Crucially, Jayadeep emphasizes that this isn’t a linear process. “You’ll constantly loop back—refining features, adjusting models, improving constraints. And you’ll get better over time.”
Pricing and forecasting: A single system with two engines
While pricing and forecasting are often treated as separate workflows, Jayadeep argues they should be deeply interconnected. “The demand of your product depends on the price that you're offering,” he says. “So when you build AI-based forecasting, you're also learning what levers you can pull—and how pricing decisions shift demand.”
Traditional time series models struggled to account for external shocks or behavioral nuance. AI forecasting tools, by contrast, can incorporate dozens of variables: promotions, seasonality, social sentiment, competitor actions, and more. These systems not only adapt faster to market shifts—they provide a richer foundation for dynamic pricing strategies.
Jayadeep offers the example of markdowns in fresh grocery. “If you’re not selling through fast enough, you risk spoilage and waste. But if you lower prices in a smart, targeted way, you can reduce loss, improve turnover, and align with sustainability goals—all at once.” AI allows retailers to embed these competing objectives into a single optimization framework.
From tariffs to DeepSeek: The future of retail decision intelligence
Looking ahead, Jayadeep sees AI moving beyond narrow optimization to broader decision support. Tools that once answered “what price should I set today?” will increasingly be able to simulate complex tradeoffs involving inventory, supply chain constraints, and even macroeconomic policy.
Take tariffs.

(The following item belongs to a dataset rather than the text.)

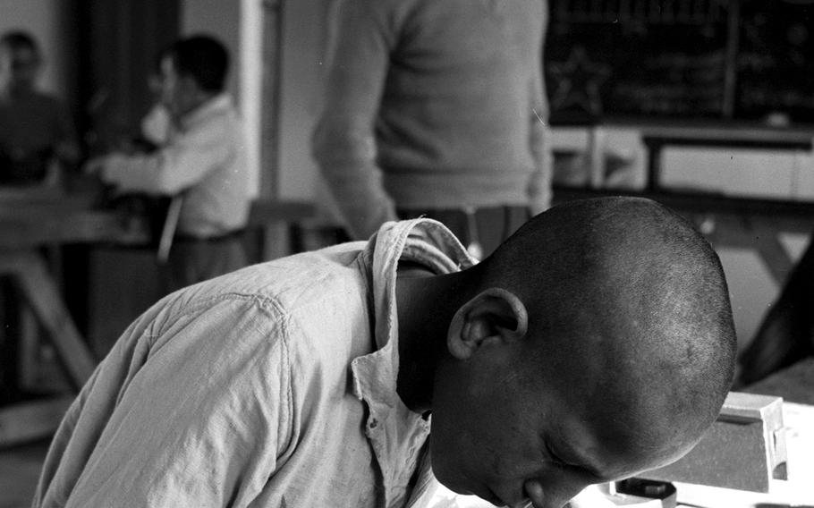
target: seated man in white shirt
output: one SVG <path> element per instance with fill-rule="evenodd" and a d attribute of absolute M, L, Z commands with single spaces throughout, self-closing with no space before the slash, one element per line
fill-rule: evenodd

As Jayadeep explains, “Trade policies can shift overnight—and that has a ripple effect on costs, supply chains, and consumer behavior.” AI models can integrate signals like currency fluctuations, supplier lead times, and tariff rates to help retailers simulate scenarios: Should we raise prices? Absorb costs? Pre-purchase inventory? “You can run what-if simulations across thousands of SKUs in seconds.”
He’s also watching the rise of reasoning models like DeepSeek—next-gen AI systems capable of ingesting unstructured data and generating strategic insights. “These models won’t just optimize—they’ll support planning,” he says. “Imagine combining customer analytics, supply chain metrics, and macro trends into one pricing decision engine. That’s where we’re heading.”
Still, he stresses the role of human oversight. “AI can handle the predictable parts of your business. Humans should focus on the unpredictable—and on setting the goals that matter.”
Recommended resources
For pricing professionals and data leaders eager to keep learning, Jayadeep suggests following engineering blogs from companies leading the way in applied machine learning. “DoorDash, Uber, Netflix, LinkedIn—these teams share what it really takes to build, scale, and manage ML systems in production,” he says. “It’s not just theory. It’s practice.”